Martha.       The blinds Are fast of late, and all are intergrown With weedy havoc tossed by searching winds.

David. How somber suddenly the sky! A shower Is in the air.

Martha. I'll light the lamps.

David.       Not yet. Leave me the beauty of the twilit hour.

Martha. Hear the wind rising! How the moorings fret! More than a shower is on its way through space. I would not be aboard of yonder barque. [She goes out.] David. Corinna! Now may I recall her face. It is my light to think by in the dark. Yes, all my years of study, all the will Tenacious to achieve, the tempered strife, The victories attained through patient skill, Lie at the door of one dear human life. And yet ... the letter ... Often have I read How love relumes the flowers and the trees. True! For my world is newly garmented: Rewards seem slight, and slighter penalties. Daily companionship is more and more. To make one little good more viable, To lift one load, is worth the heart's outpour. And she—she has made all things wonderful. And yet ... the letter ... O to break a spell Wherein the stars are crumbling unto dust! There never was a hope—I know it well, And struggle on, and love because I must. Never a hope? Shall ever any scheme, Her silence, or alarm of written word, Or voiced asseveration, shake my dream? She loves me! By love's anguish, I have heard! We two from our soul-towers across a vale Are calling each to each, alert, aware. Shall one of us one day the other hail, And no reply be borne upon the air? Corinna, come to light my heart's dim place! O come to me, Belovèd and Besought, O'er grief, o'er gladness,—even o'er death apace,— For I could greet your phantom, so it brought Love's own reality!... A song of hers Seems striving hither, a faint villanelle Half smothered by the gale's mad roisterers. She used to sing it in the bracken dell. Here is the rain against the window beating In heavy drops that presage wilder storm. The lake is lost within a lurid sheeting; The house upon the hill has changed its form. The melancholy pine-trees weep in rocking. And what's that clamor at the outer door? Martha! O Martha! Somebody is knocking! [Calling.]

Martha. [Re-entering.] You hear the rills that down the gutters roar.

David. And are you deaf? The door—go open it! This is no night to leave a man outside!
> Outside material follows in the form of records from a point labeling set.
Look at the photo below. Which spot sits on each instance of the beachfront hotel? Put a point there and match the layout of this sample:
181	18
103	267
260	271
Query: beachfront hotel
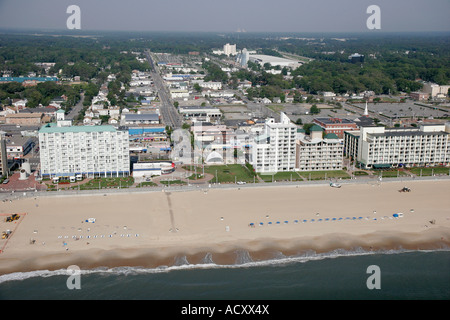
83	151
315	153
274	149
379	147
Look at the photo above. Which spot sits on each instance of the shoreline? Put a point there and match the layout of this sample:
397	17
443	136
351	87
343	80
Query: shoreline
201	220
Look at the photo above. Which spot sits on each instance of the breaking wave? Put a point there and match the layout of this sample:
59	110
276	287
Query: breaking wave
243	259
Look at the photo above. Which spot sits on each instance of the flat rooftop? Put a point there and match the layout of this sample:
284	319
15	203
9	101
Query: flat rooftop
52	128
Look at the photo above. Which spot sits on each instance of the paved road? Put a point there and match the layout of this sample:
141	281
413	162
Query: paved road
169	113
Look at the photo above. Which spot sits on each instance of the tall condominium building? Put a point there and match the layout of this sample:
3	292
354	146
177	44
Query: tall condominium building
378	147
274	149
315	153
91	151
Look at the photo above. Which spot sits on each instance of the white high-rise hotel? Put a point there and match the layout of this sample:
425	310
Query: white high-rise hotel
92	151
378	147
274	149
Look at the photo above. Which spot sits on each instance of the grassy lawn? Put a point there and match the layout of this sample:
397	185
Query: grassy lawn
281	176
229	173
102	183
321	175
430	171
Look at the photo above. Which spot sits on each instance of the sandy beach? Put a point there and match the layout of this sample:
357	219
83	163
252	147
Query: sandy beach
155	228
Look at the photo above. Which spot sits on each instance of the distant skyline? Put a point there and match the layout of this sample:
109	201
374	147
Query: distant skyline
227	15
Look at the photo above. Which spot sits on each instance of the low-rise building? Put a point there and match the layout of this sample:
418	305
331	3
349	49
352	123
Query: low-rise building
317	153
18	146
25	119
335	125
131	119
200	114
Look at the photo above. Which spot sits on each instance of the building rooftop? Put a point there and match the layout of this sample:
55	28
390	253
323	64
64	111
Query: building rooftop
315	128
142	117
407	133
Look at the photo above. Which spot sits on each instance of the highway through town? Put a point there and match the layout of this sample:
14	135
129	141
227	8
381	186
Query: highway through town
169	113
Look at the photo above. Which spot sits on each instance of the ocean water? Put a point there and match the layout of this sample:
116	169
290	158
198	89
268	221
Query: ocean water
340	275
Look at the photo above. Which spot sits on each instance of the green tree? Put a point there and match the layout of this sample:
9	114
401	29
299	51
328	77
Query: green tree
314	109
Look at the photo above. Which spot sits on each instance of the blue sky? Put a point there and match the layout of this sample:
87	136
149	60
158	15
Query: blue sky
228	15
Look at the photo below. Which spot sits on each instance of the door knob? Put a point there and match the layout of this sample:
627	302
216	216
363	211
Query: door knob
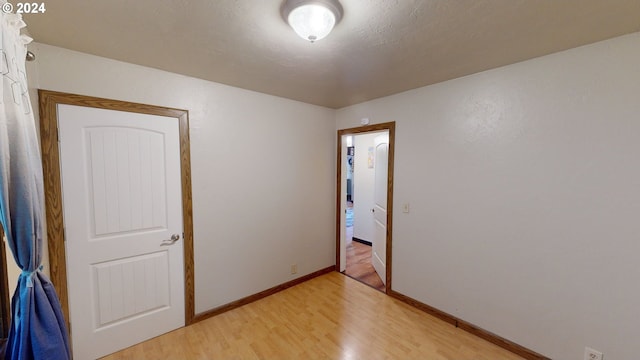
167	242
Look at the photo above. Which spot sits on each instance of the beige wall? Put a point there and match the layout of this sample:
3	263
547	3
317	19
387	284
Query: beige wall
524	185
262	170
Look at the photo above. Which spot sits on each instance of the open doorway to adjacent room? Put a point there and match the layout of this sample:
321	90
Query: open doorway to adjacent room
365	176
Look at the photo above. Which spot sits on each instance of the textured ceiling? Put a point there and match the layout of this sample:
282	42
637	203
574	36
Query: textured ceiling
380	47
Martha. [Muttering and going toward the door.] And is it I am growing deaf a bit, And blind a bit, with other ill-betide! Well, I can see to thread a needle still, And I can hear the ticking of the clock, And I can fetch a basket from the mill. But hallow me if ever I heard knock! [She throws the door open. David starts up and rushes forward with outstretched arms.] David. Corinna! You, Corinna! Drenched and cold! At last, at last! But how in all the rain! Martha! [Martha stands motionless, unseeing.] Good Martha, you are growing old! Draw fast the shades—shut out the hurricane. Here, take the dripping cloak from out the room; Bring cordial from the purple damson pressed, And light the lamps, the candles—fire the gloom. Why stand you gaping? See you not the guest?

Martha. I opened wide the door unto the storm. But never heard I step upon the sill. All the black night let in no living form. I see no guest. Look hard as e'er I will, I see none here but you and my poor self.
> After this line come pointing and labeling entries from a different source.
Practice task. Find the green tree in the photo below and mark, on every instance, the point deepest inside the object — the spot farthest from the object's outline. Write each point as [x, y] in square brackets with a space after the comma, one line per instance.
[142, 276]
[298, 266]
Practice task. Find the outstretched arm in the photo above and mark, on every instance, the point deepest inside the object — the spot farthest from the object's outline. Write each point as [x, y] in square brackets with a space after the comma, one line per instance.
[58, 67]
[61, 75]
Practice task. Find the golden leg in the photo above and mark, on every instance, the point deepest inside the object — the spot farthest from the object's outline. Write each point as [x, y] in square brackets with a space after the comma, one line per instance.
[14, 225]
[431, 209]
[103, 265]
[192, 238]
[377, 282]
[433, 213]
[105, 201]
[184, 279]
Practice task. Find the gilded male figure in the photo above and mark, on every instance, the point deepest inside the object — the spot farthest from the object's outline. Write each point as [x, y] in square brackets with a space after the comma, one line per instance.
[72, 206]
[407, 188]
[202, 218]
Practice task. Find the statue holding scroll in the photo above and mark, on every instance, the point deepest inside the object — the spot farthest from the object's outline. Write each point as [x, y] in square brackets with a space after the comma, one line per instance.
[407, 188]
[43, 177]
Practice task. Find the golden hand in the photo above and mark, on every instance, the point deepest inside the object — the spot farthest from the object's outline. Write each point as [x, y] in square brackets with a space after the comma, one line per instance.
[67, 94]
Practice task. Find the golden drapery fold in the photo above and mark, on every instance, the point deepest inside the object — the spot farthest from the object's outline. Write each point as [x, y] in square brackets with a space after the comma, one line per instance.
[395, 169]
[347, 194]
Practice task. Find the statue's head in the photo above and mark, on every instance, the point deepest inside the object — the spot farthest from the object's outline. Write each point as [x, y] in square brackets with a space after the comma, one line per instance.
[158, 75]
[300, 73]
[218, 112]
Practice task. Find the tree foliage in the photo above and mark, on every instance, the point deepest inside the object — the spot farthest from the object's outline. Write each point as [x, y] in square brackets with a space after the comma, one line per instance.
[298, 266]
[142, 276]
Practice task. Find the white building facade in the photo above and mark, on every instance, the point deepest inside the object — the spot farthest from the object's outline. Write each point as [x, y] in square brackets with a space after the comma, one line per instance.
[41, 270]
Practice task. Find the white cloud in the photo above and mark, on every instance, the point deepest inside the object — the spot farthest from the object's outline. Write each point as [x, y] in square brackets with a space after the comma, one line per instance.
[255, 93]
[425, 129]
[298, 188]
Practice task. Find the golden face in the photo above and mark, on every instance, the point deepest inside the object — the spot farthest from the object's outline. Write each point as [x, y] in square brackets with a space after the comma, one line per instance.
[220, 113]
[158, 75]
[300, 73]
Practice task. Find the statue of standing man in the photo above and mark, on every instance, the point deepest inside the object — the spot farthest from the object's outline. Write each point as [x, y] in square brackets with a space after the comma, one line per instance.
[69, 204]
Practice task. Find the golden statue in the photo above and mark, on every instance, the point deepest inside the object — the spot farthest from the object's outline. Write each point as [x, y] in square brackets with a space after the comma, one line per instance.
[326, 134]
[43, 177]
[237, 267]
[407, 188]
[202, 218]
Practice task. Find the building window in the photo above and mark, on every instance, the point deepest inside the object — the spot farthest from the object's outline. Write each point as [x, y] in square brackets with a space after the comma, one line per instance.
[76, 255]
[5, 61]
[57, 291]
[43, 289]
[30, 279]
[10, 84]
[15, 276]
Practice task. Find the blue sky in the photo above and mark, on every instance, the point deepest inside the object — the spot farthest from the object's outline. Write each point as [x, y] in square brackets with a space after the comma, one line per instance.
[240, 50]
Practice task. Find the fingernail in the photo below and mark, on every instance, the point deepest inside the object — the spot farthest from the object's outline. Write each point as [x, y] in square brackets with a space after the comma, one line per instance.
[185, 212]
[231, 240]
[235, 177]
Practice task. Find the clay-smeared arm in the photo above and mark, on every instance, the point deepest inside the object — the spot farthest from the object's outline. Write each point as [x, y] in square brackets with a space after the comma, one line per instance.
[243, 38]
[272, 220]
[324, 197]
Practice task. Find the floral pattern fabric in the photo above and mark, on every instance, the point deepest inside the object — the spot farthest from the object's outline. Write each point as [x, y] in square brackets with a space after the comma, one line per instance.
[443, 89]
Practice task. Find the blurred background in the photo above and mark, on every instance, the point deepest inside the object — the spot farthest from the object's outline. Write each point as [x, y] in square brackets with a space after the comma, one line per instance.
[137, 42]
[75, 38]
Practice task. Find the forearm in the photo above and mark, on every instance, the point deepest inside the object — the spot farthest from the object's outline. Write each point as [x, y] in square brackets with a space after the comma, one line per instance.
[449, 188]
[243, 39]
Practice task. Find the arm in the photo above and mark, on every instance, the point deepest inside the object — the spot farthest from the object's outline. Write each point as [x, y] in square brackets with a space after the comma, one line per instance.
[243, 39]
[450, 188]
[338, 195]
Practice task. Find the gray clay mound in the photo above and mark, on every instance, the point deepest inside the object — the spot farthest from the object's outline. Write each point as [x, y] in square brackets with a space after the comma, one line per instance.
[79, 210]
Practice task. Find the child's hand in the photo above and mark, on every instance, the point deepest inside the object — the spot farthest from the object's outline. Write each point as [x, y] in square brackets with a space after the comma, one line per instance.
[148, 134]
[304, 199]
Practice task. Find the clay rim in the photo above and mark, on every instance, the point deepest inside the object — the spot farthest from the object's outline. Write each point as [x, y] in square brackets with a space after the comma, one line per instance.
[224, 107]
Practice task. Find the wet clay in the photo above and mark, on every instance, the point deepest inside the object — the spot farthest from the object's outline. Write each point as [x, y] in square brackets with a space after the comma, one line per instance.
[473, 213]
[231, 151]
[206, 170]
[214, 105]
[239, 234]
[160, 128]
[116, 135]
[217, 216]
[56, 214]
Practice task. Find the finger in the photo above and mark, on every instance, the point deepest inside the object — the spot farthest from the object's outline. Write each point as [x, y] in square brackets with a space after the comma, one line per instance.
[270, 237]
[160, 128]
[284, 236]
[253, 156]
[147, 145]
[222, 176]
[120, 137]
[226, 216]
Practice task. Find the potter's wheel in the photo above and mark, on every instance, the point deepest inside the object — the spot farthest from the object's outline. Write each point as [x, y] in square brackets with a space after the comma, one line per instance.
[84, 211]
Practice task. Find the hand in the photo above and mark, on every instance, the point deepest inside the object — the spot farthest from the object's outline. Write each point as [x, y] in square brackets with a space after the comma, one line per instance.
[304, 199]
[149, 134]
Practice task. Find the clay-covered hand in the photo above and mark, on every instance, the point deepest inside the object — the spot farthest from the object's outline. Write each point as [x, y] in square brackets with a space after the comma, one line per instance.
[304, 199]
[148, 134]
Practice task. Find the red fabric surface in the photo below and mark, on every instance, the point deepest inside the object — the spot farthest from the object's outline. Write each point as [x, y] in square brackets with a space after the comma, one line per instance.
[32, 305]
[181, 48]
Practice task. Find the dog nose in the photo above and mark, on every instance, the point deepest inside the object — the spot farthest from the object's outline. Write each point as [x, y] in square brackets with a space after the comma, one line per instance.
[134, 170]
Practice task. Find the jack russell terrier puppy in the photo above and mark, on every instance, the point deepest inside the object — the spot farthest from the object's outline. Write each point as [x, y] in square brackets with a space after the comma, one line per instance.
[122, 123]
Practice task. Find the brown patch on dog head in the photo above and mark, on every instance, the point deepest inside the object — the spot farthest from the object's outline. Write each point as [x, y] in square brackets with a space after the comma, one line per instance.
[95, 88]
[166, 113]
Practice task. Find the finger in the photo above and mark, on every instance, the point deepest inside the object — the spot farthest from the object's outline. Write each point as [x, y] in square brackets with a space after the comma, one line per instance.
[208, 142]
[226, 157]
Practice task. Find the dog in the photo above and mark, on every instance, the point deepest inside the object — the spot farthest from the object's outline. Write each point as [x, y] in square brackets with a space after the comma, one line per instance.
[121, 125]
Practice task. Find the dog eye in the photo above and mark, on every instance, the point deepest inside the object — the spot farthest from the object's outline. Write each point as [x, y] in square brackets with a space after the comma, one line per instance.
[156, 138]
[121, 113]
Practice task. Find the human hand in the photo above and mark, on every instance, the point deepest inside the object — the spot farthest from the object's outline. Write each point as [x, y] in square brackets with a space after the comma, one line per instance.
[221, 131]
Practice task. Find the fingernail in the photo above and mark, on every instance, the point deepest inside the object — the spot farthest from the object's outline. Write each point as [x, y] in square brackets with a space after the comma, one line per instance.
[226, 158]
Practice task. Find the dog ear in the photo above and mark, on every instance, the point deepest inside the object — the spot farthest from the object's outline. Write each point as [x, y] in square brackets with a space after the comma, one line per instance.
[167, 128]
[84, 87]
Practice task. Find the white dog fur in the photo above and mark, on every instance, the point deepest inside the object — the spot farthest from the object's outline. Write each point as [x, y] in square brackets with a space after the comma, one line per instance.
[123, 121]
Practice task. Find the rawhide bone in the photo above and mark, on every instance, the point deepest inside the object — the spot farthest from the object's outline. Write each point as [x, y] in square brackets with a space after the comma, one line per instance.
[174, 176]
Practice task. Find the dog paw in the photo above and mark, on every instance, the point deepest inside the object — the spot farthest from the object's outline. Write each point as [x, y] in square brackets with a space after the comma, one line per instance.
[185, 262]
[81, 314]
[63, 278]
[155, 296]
David. The room that was my mother's room prepare. Spread out warm garments on the oaken shelf— Her gown, the little shawl she used to wear. [Martha, wide-eyed, bewildered, lights the lamps and candles and goes out, raising her hands.] Corinna. The moments I may tarry fade and press. Something impelled me hither, some clear flame. They said I had no soul! O David, yes, They said I had no soul! And so I came. I have been singing, singing, all the way, O, singing ever since the darkness grew And I grew chill and followed the small ray. Lean close, and let my longing rest in you!